Thursday, November 5, 2009

Ryleigh Elizabeth Hope 3~17~2009

So here is Ryleigh's story as promised. I didn't feel like typing it out again so I copied and pasted it from my initial writing that I put on my Myspace page and babycenter.
 
 
 
On the morning of Monday March 16, 2009 I wasn’t feeling our baby girl moving. I called Eric to come home from work and called the clinic to let them know I was coming in. We saw the nurse practitioner and then my doctor. The nightmare began when we were told our baby girl no longer had a heartbeat. Our precious miracle baby was gone and our lives forever changed. She was fine just a week previous so even now it’s hard to believe how in that bit of time something could have gone wrong with absolutely no warning. We are angry and sad at the loss of our precious miracle. We say miracle because it took us forever and a day to conceive after having suffered an early miscarriage with our first pregnancy in September 2006. Once we started trying again it took us a little over a year and a half to conceive Ryleigh.
On March 17th, 2009 our precious and beautiful baby girl entered this world perfectly sound asleep. Her name was Ryleigh Elizabeth Hope. She never made a sound, never opened her eyes and never took a breath of air from this Earth. Instead she fell asleep in her mama’s womb and awoke in the arms of Angels. She will be forever remembered by all that loved her. Everyone will miss our precious angel~ Mommy, Daddy, Big Sister Whisper, Grandma Lu, Grandpa Mike, Grandma Linda, Grandpa Robert, Uncle’s Chris, Casey, Todd and Justin, Aunties Amy, Julie and Kerry, cousin Breanna, and so many more. You were loved by a whole village of people!
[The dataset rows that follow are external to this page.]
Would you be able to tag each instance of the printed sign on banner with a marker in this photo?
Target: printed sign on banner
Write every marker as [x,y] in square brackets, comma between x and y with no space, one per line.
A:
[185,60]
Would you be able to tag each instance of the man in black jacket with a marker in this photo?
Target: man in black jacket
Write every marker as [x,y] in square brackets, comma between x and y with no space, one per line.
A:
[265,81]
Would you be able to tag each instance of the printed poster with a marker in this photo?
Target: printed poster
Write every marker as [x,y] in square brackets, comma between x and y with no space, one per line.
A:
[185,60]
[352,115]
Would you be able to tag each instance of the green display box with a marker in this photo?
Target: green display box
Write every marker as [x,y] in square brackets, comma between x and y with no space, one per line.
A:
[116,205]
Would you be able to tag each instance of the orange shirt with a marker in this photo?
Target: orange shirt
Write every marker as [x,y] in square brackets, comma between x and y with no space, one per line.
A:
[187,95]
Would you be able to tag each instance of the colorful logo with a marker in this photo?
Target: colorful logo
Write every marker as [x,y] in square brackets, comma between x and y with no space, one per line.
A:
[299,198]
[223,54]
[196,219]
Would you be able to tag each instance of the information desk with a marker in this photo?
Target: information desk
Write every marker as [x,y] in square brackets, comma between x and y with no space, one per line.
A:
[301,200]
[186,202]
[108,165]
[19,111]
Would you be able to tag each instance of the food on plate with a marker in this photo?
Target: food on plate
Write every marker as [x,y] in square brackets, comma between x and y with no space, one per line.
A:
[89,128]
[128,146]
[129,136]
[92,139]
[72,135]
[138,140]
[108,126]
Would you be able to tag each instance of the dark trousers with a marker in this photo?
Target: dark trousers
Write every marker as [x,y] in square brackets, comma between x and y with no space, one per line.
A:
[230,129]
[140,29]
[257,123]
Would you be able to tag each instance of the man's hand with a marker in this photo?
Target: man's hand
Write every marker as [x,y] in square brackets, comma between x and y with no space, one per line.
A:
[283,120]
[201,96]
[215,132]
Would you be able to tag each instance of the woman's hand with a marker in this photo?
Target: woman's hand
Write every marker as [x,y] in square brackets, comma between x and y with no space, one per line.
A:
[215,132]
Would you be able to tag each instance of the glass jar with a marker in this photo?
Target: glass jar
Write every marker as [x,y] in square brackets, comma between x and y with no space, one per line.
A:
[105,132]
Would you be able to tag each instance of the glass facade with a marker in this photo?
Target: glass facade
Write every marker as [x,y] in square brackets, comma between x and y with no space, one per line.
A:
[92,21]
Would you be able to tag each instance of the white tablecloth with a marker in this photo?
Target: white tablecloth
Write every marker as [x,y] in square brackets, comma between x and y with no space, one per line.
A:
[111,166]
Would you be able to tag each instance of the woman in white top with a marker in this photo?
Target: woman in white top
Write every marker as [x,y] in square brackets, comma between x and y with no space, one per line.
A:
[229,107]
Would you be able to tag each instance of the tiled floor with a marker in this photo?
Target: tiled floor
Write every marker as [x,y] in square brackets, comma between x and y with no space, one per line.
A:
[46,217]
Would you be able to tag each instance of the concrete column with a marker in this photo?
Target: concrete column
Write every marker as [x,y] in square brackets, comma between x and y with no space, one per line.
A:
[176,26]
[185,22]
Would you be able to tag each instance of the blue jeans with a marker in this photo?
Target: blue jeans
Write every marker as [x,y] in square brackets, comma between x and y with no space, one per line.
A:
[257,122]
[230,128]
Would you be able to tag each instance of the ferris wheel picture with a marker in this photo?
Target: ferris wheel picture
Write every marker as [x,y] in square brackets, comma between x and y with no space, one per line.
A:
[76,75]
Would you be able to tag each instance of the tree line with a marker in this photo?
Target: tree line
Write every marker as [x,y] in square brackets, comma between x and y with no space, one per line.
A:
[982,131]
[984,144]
Here are some thoughts and words written by Eric followed by a letter he wrote from us to Ryleigh. We included the letter in with some special items we gave her during our private moment with her at the funeral home the day before her burial service:

You are our Jellybean. That's what daddy called you when you were starting to develop inside mommy. We knew we loved you before we even saw you. After your first pictures we loved you even more. On the night you were born, your mother did a wonderful job bringing you into the world so we could meet you. When you were placed on mommy's chest our hearts swelled with love, and our tears were as much from love as they were from s0rrow. We knew we would do anything to take care of you and make sure you would be honored with everything we did for you.


Letter:

Ryleigh,You are our Jellybean.We have always loved you, even from the beginning.We will always love you and remember you.We send this love with you into Heaven.Even your big sister Whisper sends her love with you.Our love will guide you in Heaven.And when we are ready, our souls will join you.Until then we will be strong, do not worry about us Ryleigh.Our love for you will make us stronger.We will miss you, but you will be in our thoughtsand prayers forever.All of our loveMommy and Daddy.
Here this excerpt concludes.